Above: Lucy 03
In CGI, there is a danger-zone known well to animators and designers, known as 'the uncanny valley'. It is a place whereby a representation of something human - created by modelling software and texture-mapping - somehow doesn't quite make it, and the result has the adverse effect of looking unintentionally creepy. Scientific theory tells us that this is because the human is hard-wired to be alert to genetic mutations, disease, or disfigurement.
Indeed there is something in these pictures that eerily recalls photographs of returned World War I veterans, whose disfigurements - inflicted by newly industrialised, mechanized warfare - were unlike anything the civilian population were accustomed to.
This is the zone in which 'glitch' artist Mark Klink works.
So how does he do it? Mark explains:
The source material I sometimes model myself using Blender
or I use Makehuman. Both are open
source. Some of the heads are examples.
Sometimes I download models that are available on the web. For example, the
"Lucy" model comes from the Stanford 3d Scanning Repository.

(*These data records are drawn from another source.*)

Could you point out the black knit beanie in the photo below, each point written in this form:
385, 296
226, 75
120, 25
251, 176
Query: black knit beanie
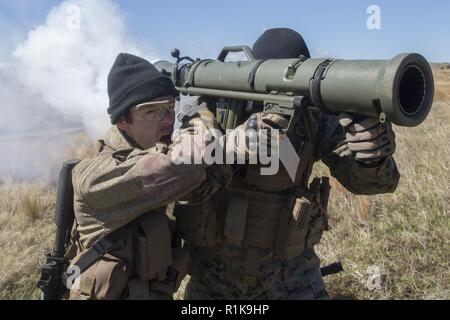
132, 81
280, 43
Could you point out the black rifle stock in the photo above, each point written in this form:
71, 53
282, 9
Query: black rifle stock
51, 281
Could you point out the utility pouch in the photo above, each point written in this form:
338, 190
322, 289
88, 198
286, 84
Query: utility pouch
198, 224
105, 280
319, 215
180, 266
236, 220
138, 289
153, 246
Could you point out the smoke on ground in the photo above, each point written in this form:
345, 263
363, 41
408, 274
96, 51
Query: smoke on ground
56, 80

Most of the time artists use conventional 3d modeling
software to create and reshape their models. However, I bring the raw data of
the model into a text editor or even a spreadsheet and manipulate it there. The
result are effects and distortions that could not be achieved otherwise.
Above: GlitchHead 019
Above: Lucy 10
Above: GlitchHead 012
Above: Lucy 01
Above: GlitchHead 14
Mark resides in Carmichael, a suburb of Sacramento, California. By day, he's a 'computer resource teacher', which he describes as 'a great job' teaching six to twelve-year-olds in the Elk Grove District how to use computers.